それは桂馬の人生最大といってもいいほどの事件だった。
酒好きの桂馬は昨夜も飲み過ぎた。けだるい寝覚めに、だらだらと着替えを始めた。「あなた電話ですよ」。
温子の声が聞こえた。「だれ?」「卜部さんの奥さん」桂馬はパジャマの上着を引きずって電話口に急いだ。
卜部はここ数日、会社を休んでいた。緊急の部品を昼夜兼行で卜部に仕上げさせ、やっとの思いで親会社に納めたその
翌日、体調がすぐれないので休ませてほしいと電話があった。数日続けて休むのは珍しいことであったし、丈夫ではなさそうな卜部に無理させたと気にしていた矢先だった。「卜部が亡くなりました」「え?何ですって?」「卜部が死にました」電話の声はか細く震えていた。

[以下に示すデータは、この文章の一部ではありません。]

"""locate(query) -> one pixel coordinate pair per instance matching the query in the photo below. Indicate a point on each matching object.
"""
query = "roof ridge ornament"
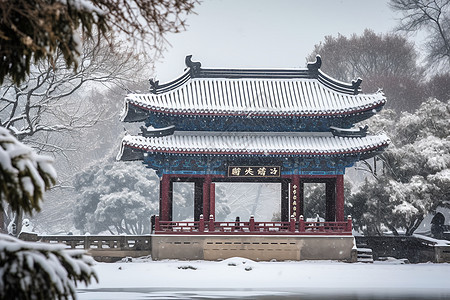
(315, 66)
(154, 85)
(193, 66)
(356, 85)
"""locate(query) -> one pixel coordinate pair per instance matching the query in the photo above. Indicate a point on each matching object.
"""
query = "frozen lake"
(239, 278)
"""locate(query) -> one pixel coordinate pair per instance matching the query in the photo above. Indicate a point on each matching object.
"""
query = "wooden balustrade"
(116, 242)
(292, 227)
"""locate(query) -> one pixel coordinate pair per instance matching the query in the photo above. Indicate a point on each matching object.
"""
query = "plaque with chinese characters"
(254, 171)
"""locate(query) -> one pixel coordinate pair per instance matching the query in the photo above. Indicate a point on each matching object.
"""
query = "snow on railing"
(292, 227)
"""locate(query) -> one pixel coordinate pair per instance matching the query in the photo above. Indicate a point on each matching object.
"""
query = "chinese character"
(262, 171)
(249, 171)
(236, 171)
(273, 171)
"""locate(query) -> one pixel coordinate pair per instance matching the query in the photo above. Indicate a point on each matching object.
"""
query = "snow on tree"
(387, 61)
(118, 197)
(41, 271)
(434, 18)
(37, 30)
(416, 173)
(33, 270)
(24, 175)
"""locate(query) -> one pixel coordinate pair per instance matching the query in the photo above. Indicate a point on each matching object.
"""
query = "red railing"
(292, 227)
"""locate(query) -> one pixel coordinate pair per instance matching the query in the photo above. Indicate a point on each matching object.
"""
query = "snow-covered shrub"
(118, 197)
(41, 271)
(415, 179)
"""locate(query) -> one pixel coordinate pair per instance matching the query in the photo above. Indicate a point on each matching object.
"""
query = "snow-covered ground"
(239, 278)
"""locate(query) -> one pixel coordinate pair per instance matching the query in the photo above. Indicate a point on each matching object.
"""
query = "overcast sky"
(267, 33)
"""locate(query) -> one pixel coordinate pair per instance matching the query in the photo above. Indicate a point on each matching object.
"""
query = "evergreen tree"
(33, 270)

桂馬は高尾へ急いだ。卜部の家は裏高尾の山裾にあった。
「数軒先に豆腐屋がありましてね、うまいンです。特製納豆も造っていてね、これがまた絶品なンですよ。高尾の駅では一割増しで売っていましてね。地元の名物にすべきなのに。あんな阿漕な商売、いいんですかね?山の上には薬王院。いい所ですよ」電車の轍の音が、酔うと決まってでる卜部の自慢話に聞こえてきた。
桂馬が卜部の自宅を訪ねたのは初めてではなかった。「勧善院」と大書した分厚い大きな木の札はそのままだった。
卜部は僧籍に入っていたのだ。
玄関をはいると香の臭いが鼻をついた。強烈であった。卜部は「祈りの間」に横たわっていた。香炉から香の煙が立ちのぼり蔵王権現の像が桂馬を睨みつけるように立っていた。

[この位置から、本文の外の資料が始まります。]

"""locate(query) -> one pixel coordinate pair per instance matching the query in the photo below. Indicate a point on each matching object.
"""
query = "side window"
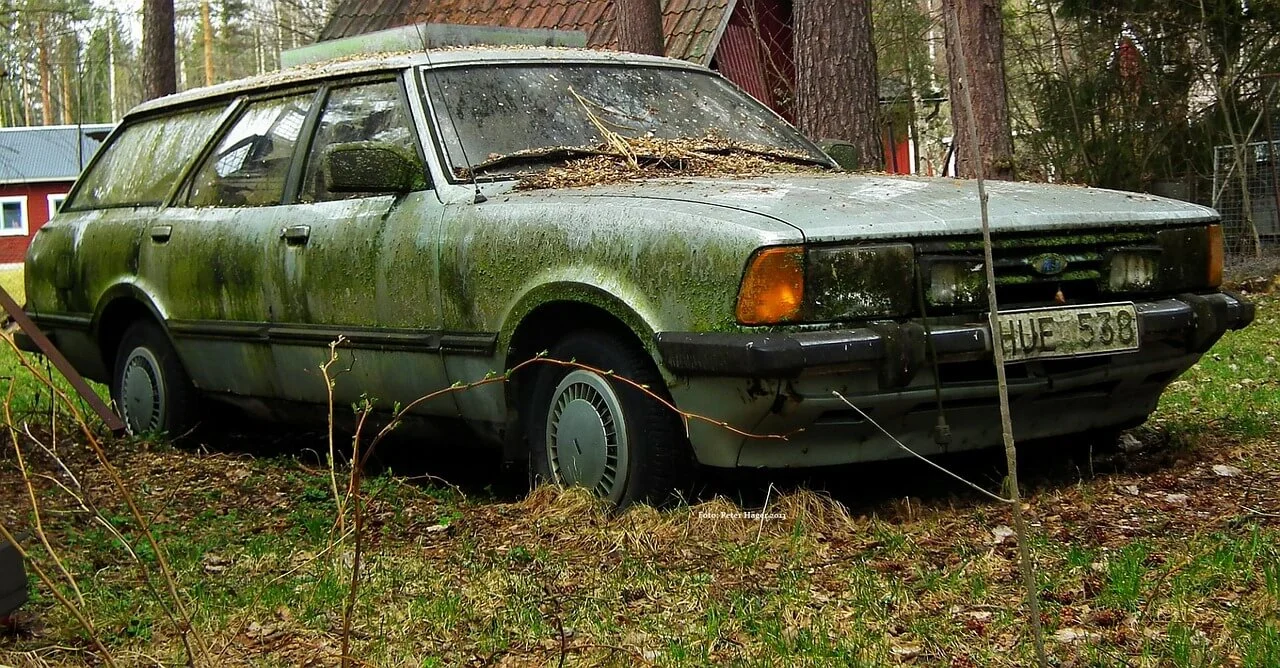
(251, 163)
(142, 161)
(369, 113)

「卜部は毎朝焼香して出かけていたのですよ、気持ちを奮い立たせようとしたのでしょうね」「私が卜部を殺したのですよ」奥さんはうつむいた。頭に白いものが幾筋かみえた。桂馬もうつむいた。

卜部夫婦には男の子が二人いた。次男は生まれて間もない頃から小児喘息を患っていた。二十歳過ぎても治る気配がなかった。奥さんは難病の次男を溺愛した。

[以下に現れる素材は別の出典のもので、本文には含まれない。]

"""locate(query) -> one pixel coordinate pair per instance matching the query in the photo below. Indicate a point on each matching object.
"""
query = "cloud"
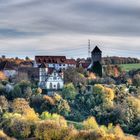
(30, 27)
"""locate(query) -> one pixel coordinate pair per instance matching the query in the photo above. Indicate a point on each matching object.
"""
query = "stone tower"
(96, 58)
(96, 55)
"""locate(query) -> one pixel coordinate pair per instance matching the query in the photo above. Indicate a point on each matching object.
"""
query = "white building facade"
(50, 79)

奥さんは時々涙を拭きながら「わたしの愛情が薄いせいでしょうね。長男は暴走族に入って中古でしたが外車を買ってね。わたしは、駄目と云えなかったのですよ。次男もまた車を欲しがってね。結局買ってあげたのです。主人に内緒でサラ金からお金借りてね」奥さんは目頭を押さえ、しばらくして「わたしは八王子の結婚式場で着付け係をしていましてね。お金は何ンとかなると思ったのです。あさはかですよね」桂馬はただうつむいて相槌もうてず聞くだけだった。
「主人に知られない訳ないですよね」「主人は、オレにも責任があるンだよ。因果応報なのだよ」奥さんは嗚咽を噛み殺すようにハンカチで口を押さえ「そう言ったのですよ」奥さんはうずくまるように腰を折りハンカチで顔をおさえた。小さな背中が波を打った。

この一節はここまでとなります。